The winners of the 2022 Neave Brown Award for Housing and Stephen Lawrence Prize are Hackney New Primary School and 333 Kingsland Road by Henley Halebrown and The Hackney School of Food by Surman Weston.

Buildings.

Photograph by Nick Kane

Hackney New Primary School and 333 Kingsland Road by Henley Halebrown has been named the recipient of the 2022 Neave Brown Award for Housing 2022 by the Royal Institute of British Architects. The award, given in honour of the late social housing pioneer Neave Brown, recognises the UK’s new best affordable housing. 

The project, located on busy Kingsland Road in Hackney, combines a school with 68 rental apartments on a tight urban site. The development is owned by an affordable housing charity and half of the housing is offered at below market rate.

“This is a highly-intelligent response to providing critical social infrastructure – a thoughtful and generous set of spaces for residents and the local community to live, learn and play in,” said RIBA president Simon Allford. “The educational and residential elements are elegantly engaged in a single composition – an architectural essay in designing an important city corner that engages with the public realm.” 

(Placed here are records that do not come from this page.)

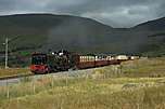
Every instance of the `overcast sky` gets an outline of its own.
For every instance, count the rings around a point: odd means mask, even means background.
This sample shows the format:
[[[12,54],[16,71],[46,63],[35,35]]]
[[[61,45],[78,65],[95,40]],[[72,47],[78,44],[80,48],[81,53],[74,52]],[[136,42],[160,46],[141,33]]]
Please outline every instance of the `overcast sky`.
[[[131,27],[165,16],[165,0],[0,0],[0,15],[69,14],[113,27]]]

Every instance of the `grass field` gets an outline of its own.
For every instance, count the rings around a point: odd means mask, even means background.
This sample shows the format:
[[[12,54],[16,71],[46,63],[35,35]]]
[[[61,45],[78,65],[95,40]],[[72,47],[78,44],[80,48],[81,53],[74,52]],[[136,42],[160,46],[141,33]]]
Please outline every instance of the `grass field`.
[[[165,58],[0,87],[0,109],[164,109]]]

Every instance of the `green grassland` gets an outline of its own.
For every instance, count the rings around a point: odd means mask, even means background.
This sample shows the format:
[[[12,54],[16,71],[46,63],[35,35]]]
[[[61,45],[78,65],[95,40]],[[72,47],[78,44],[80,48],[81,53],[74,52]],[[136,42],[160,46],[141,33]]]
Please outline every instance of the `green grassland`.
[[[84,71],[84,70],[82,70]],[[164,109],[165,57],[0,87],[0,109]]]
[[[31,73],[28,68],[1,68],[0,69],[0,78],[15,76],[15,74],[27,74]]]

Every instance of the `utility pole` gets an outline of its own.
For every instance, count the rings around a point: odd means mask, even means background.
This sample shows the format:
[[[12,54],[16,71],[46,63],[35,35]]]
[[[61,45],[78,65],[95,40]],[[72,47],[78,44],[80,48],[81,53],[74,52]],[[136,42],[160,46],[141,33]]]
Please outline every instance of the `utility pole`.
[[[5,69],[8,68],[8,37],[5,38]]]

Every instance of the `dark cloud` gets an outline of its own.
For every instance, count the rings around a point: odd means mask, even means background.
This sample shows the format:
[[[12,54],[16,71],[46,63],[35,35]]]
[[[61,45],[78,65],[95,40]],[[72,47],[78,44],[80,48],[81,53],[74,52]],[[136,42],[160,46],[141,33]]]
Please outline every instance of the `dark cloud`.
[[[130,27],[165,16],[164,0],[1,0],[0,14],[72,14],[113,27]]]

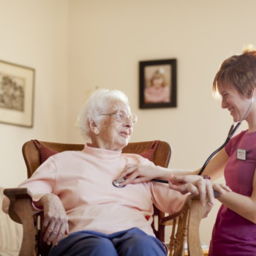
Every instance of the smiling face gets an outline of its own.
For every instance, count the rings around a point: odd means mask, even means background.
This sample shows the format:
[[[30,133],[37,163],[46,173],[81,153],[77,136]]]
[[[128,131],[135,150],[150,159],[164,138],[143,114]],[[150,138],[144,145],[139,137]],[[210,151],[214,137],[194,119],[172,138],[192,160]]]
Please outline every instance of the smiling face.
[[[234,122],[241,121],[251,102],[251,97],[241,94],[234,86],[223,85],[218,86],[222,96],[222,108],[227,108]]]
[[[117,110],[131,114],[129,107],[119,99],[113,100],[108,111],[102,113],[102,118],[97,123],[90,124],[91,132],[91,146],[113,151],[121,151],[128,144],[132,133],[132,120],[126,117],[124,121],[118,121],[114,115]],[[107,115],[106,115],[107,114]]]

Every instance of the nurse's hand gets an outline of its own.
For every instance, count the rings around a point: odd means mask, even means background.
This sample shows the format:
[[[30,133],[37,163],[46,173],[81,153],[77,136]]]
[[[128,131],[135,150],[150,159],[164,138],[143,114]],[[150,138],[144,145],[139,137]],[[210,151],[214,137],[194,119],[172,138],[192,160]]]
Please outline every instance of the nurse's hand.
[[[204,206],[206,201],[211,206],[214,204],[214,189],[220,195],[231,189],[225,185],[212,183],[208,179],[205,179],[197,175],[187,175],[183,176],[174,176],[171,175],[169,179],[169,187],[177,190],[181,194],[190,192],[194,195],[199,195],[200,203]]]
[[[61,200],[55,195],[46,194],[34,204],[43,207],[43,241],[48,244],[57,245],[64,234],[69,234],[67,216]]]

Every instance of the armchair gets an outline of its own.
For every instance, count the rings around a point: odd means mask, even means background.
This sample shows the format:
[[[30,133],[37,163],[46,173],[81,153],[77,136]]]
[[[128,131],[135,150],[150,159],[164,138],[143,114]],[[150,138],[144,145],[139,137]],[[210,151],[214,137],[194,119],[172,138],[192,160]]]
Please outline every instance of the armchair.
[[[57,152],[67,150],[80,151],[83,144],[64,144],[51,142],[31,140],[24,143],[23,154],[29,178],[47,157]],[[167,167],[171,154],[169,144],[164,141],[146,141],[129,143],[123,153],[139,154],[152,160],[156,165]],[[9,214],[15,222],[23,226],[23,239],[20,256],[48,255],[50,249],[40,239],[40,215],[33,216],[31,196],[26,189],[6,189],[4,192],[10,200]],[[181,256],[184,254],[184,245],[188,243],[189,255],[203,255],[199,237],[200,219],[207,212],[207,207],[202,206],[197,198],[188,197],[182,209],[173,216],[154,208],[152,227],[156,236],[165,242],[165,228],[172,226],[170,239],[170,256]],[[41,218],[43,217],[41,216]],[[36,238],[36,239],[35,239]]]

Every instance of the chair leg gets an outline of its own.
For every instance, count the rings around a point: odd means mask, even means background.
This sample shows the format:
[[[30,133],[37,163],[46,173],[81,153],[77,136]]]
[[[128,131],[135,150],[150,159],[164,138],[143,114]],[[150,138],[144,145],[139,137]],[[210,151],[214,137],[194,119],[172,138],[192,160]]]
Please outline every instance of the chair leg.
[[[35,228],[31,198],[26,189],[7,189],[4,193],[10,200],[9,215],[23,227],[23,237],[19,256],[34,256]]]

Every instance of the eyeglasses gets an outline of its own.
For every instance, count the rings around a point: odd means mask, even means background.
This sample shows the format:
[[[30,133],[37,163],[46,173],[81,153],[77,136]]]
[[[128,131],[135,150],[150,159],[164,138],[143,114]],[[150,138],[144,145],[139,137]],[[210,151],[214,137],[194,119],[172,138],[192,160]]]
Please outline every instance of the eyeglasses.
[[[133,124],[136,124],[138,121],[138,116],[134,114],[127,115],[123,110],[117,110],[114,113],[107,113],[107,114],[100,114],[101,116],[113,116],[117,121],[122,122],[127,118],[132,121]]]

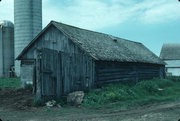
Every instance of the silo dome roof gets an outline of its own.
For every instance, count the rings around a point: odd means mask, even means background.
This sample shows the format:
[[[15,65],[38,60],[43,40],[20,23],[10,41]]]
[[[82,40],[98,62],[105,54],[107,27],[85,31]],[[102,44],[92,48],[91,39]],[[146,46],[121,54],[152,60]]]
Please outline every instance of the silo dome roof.
[[[0,21],[0,26],[14,27],[14,24],[11,21],[8,21],[8,20],[2,20],[2,21]]]

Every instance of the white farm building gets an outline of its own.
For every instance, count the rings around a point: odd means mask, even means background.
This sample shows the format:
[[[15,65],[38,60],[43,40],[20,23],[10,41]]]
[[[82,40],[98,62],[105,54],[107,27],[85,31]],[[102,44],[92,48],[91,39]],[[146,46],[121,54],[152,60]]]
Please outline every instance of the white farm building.
[[[167,64],[167,75],[180,76],[180,44],[164,44],[160,58]]]

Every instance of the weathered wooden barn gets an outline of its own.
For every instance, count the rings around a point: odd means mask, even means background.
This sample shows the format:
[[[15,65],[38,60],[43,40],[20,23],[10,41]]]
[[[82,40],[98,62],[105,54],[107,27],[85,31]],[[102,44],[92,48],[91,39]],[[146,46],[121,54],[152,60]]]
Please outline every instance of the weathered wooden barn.
[[[39,98],[165,76],[165,63],[143,44],[55,21],[17,59]]]
[[[180,44],[164,44],[160,58],[167,64],[167,75],[180,76]]]

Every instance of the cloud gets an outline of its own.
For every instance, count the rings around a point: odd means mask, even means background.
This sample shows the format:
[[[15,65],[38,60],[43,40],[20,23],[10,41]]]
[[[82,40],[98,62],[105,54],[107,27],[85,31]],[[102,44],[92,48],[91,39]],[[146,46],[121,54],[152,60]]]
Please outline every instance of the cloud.
[[[14,0],[2,0],[0,2],[0,20],[14,21]]]
[[[180,19],[176,0],[42,0],[43,26],[51,20],[98,30],[127,21],[159,24]],[[0,20],[14,21],[14,0],[0,2]]]
[[[44,24],[54,19],[83,28],[100,29],[127,20],[158,24],[180,19],[179,3],[170,0],[67,0],[64,4],[49,4],[49,1],[45,3],[43,10]]]

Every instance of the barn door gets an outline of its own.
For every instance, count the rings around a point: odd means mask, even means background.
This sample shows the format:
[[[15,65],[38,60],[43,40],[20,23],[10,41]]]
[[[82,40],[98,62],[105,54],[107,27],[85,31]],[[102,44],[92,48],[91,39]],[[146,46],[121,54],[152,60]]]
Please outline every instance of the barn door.
[[[42,49],[41,58],[41,92],[42,96],[56,97],[58,84],[58,52],[50,49]]]

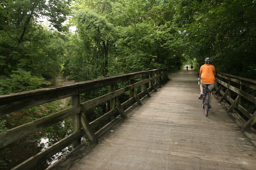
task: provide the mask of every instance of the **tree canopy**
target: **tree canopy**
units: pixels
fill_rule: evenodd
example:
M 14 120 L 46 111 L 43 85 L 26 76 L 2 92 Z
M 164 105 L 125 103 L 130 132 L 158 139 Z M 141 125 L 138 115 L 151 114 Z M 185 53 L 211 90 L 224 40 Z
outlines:
M 46 79 L 61 72 L 81 81 L 159 67 L 177 70 L 187 63 L 198 69 L 207 57 L 218 71 L 255 79 L 253 0 L 0 4 L 2 80 L 14 71 Z M 68 31 L 71 26 L 75 32 Z M 35 88 L 43 83 L 38 82 Z

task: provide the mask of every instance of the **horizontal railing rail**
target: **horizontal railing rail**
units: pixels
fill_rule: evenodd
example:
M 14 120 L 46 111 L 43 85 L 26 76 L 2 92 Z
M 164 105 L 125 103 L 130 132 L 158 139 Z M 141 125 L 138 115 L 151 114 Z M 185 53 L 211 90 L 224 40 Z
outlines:
M 230 103 L 228 112 L 236 108 L 249 119 L 242 129 L 250 129 L 256 122 L 256 111 L 252 114 L 244 108 L 243 104 L 246 99 L 251 105 L 256 104 L 256 97 L 246 92 L 249 89 L 256 90 L 256 80 L 220 72 L 217 72 L 216 75 L 215 94 L 221 94 L 220 101 L 225 99 Z
M 94 133 L 92 129 L 106 121 L 117 122 L 127 118 L 125 109 L 141 100 L 145 95 L 150 97 L 150 92 L 157 91 L 156 88 L 167 81 L 168 68 L 141 71 L 123 75 L 106 77 L 51 88 L 38 89 L 0 95 L 0 115 L 19 111 L 44 103 L 71 97 L 72 106 L 0 133 L 0 148 L 39 131 L 69 117 L 72 118 L 73 133 L 46 149 L 17 165 L 13 169 L 34 169 L 43 162 L 73 144 L 74 148 L 80 143 L 81 137 L 85 135 L 86 141 L 90 144 L 98 143 L 98 139 L 110 128 L 102 128 Z M 145 77 L 146 78 L 145 79 Z M 134 83 L 135 79 L 139 82 Z M 130 81 L 130 85 L 116 90 L 118 83 Z M 146 83 L 148 83 L 148 87 Z M 137 94 L 135 88 L 140 86 L 141 92 Z M 79 95 L 103 88 L 109 86 L 110 92 L 82 103 L 80 103 Z M 129 99 L 122 104 L 118 97 L 129 92 Z M 110 101 L 110 110 L 89 122 L 83 111 L 98 105 Z M 113 117 L 117 113 L 120 114 Z M 113 125 L 114 125 L 113 124 Z

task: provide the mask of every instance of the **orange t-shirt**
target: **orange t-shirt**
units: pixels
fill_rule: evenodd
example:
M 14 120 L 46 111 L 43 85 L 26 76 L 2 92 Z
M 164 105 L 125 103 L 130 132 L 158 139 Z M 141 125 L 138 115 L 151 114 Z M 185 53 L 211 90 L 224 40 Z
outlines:
M 205 83 L 215 84 L 215 67 L 211 64 L 205 64 L 200 67 L 201 81 Z

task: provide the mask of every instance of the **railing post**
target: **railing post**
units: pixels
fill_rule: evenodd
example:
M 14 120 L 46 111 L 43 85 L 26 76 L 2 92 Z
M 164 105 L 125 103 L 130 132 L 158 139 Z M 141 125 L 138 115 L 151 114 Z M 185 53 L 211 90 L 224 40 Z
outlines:
M 79 105 L 80 102 L 79 95 L 73 96 L 71 97 L 71 103 L 72 106 Z M 79 113 L 72 116 L 72 124 L 73 126 L 73 133 L 75 132 L 81 128 L 80 120 L 80 115 L 81 113 Z M 79 138 L 73 143 L 74 148 L 75 148 L 81 143 L 81 138 Z
M 143 76 L 141 77 L 141 81 L 143 81 L 145 79 L 145 76 Z M 141 84 L 141 92 L 142 92 L 144 90 L 144 88 L 145 88 L 145 85 L 144 84 Z
M 115 91 L 115 85 L 111 85 L 110 86 L 110 92 L 113 92 Z M 114 97 L 110 99 L 110 110 L 113 110 L 115 107 L 115 98 Z M 114 116 L 112 116 L 110 118 L 111 121 L 114 119 Z
M 151 74 L 149 75 L 149 78 L 152 78 L 152 75 Z M 150 87 L 152 86 L 152 82 L 151 81 L 150 81 L 149 83 L 149 87 Z
M 133 84 L 133 79 L 132 79 L 130 80 L 130 85 L 131 85 Z M 131 99 L 133 97 L 133 91 L 134 90 L 134 89 L 133 89 L 130 91 L 130 92 L 129 93 L 129 98 Z
M 155 76 L 156 76 L 157 75 L 157 73 L 155 73 L 155 74 L 154 74 L 154 76 L 155 77 Z M 155 80 L 154 80 L 154 84 L 157 84 L 157 78 L 155 78 Z

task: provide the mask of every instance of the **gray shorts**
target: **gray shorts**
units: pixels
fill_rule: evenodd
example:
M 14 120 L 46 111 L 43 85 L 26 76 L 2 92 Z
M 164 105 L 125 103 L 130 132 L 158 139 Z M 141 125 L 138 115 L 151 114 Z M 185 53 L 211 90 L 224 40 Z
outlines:
M 208 85 L 208 88 L 211 89 L 213 89 L 213 88 L 214 88 L 214 86 L 215 86 L 215 84 L 207 83 L 203 83 L 202 82 L 201 82 L 201 84 L 204 87 L 206 86 L 206 84 L 209 84 L 209 85 Z

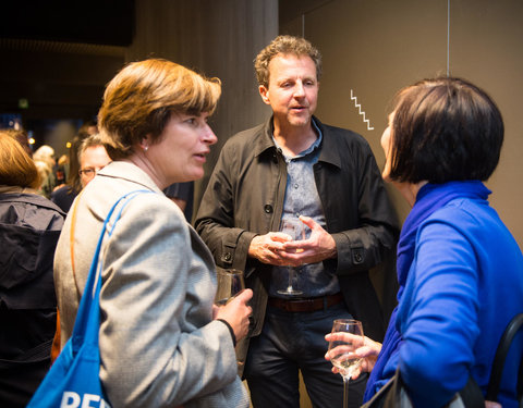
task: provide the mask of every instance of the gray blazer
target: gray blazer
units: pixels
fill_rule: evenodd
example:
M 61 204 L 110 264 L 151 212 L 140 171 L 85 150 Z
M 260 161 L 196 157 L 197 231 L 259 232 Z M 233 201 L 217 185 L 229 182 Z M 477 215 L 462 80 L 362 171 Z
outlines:
M 247 407 L 228 327 L 212 321 L 212 256 L 182 211 L 129 162 L 112 162 L 76 198 L 74 269 L 71 219 L 54 257 L 62 347 L 102 222 L 125 193 L 134 198 L 104 242 L 100 293 L 100 378 L 112 407 Z

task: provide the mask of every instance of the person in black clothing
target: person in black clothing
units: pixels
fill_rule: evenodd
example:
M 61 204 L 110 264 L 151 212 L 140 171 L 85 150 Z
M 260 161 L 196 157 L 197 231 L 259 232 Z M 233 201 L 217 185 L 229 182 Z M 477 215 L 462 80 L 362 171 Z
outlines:
M 34 161 L 0 132 L 0 406 L 25 407 L 50 367 L 54 248 L 65 214 L 37 194 Z

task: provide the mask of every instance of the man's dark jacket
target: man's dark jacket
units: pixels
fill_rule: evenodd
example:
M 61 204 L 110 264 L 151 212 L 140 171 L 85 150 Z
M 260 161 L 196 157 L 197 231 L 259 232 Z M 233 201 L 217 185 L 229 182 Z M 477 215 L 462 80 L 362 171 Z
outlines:
M 396 249 L 397 215 L 367 141 L 314 120 L 323 134 L 314 176 L 338 250 L 337 259 L 324 262 L 332 262 L 346 307 L 365 334 L 380 341 L 385 321 L 368 270 Z M 195 222 L 218 267 L 245 271 L 254 290 L 251 336 L 262 331 L 271 265 L 248 258 L 247 250 L 254 236 L 279 231 L 287 185 L 271 124 L 272 119 L 224 144 Z

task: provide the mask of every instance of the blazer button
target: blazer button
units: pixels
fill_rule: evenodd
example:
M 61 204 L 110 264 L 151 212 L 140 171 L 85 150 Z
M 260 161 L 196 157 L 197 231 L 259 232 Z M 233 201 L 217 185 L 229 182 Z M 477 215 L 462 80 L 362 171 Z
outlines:
M 363 250 L 362 248 L 353 249 L 352 260 L 355 264 L 363 262 Z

This year’s jury for the Neave Brown Award for Housing was chaired by former winner Kaye Stout of Pollard Thomas Edwards, Yemi Aladerun, architect and Development Manager at Meridian Water and Neave Brown family representative Professor David Porter.    

“This is a notable architectural response, demonstrating how to effectively combine multiple functions without diminishing the strength of either the educational or residential aspect. Here, Henley Halebrown deliver high-quality affordable housing that stimulates and delights residents, visitors and passers-by. The robust design is thoughtfully detailed throughout,” said Stout.

“Not only does it provide social value to this inner-city neighbourhood, it responds to a complex brief with architectural ambition and sets an extremely high standard for urban design. When Neave Brown accepted the RIBA Gold Medal, he said  ‘… we weren’t so much doing housing, as making part of the city’, and this project does just that.” 

Buildings.

Photograph by Jim Stephenson

Hackney School of Food by Surman Weston was awarded the Stephen Lawrence Prize 2022, an award for new architectural talent and projects completed on a budget of under £1 million. The annual prize was set up in 1998 in memory of murdered teenager Stephen Lawrence. 

The retrofit project saw a formerly derelict school keeper’s house converted into a new farm-to-table teaching space and garden that shows children how to grow, cook and eat produce. 

This year the Stephen Lawrence Prize was judged by Matthew Goldschmied, the co-trustee of the Marco Goldschmied Foundation, Baroness Lawrence of Clarendon, Doreen Lawrence OBE; and Mike Tonkin of Tonkin Liu, the winner of the 2021 Stephen Lawrence Prize.  

The success of the Hackney School of Food is not limited to this one site. The architect and client have developed an inspirational blueprint to teach others how to regenerate and enliven their own communities in a similar way,” said Goldschmied. “This bold and inventive investment exemplifies the power of architecture to transform not only the building it touches, but the community it serves.” 

The winners were chosen from a shortlist of three for the Neave Brown Award for Housing, which included Lovedon Fields by John Pardey Architects and Kiln Place by Peter Barber Architects, and Leeds Footbridge by Gagarin Studio, Leyton House by McMahon Architecture, Peveril Gardens and Studios by Sanchez Benton Architects, Ravine House by Chiles Evans + Care Architects, Surbiton Springs by Surman Weston and The Parchment Works by Will Gamble Architects for the Stephen Lawrence Prize 2022.

The winners were announced alongside this year’s Stirling Prize winner at a ceremony at the RIBA headquarters at 66 Portland Place on Thursday 13 October 2022.

Last year the recipient of the Stirling Prize was Kingston University London – Town House by Grafton Architects, while in 20219 the prize went to Goldsmith Street by Mikhail Riches with Cathy Hawley.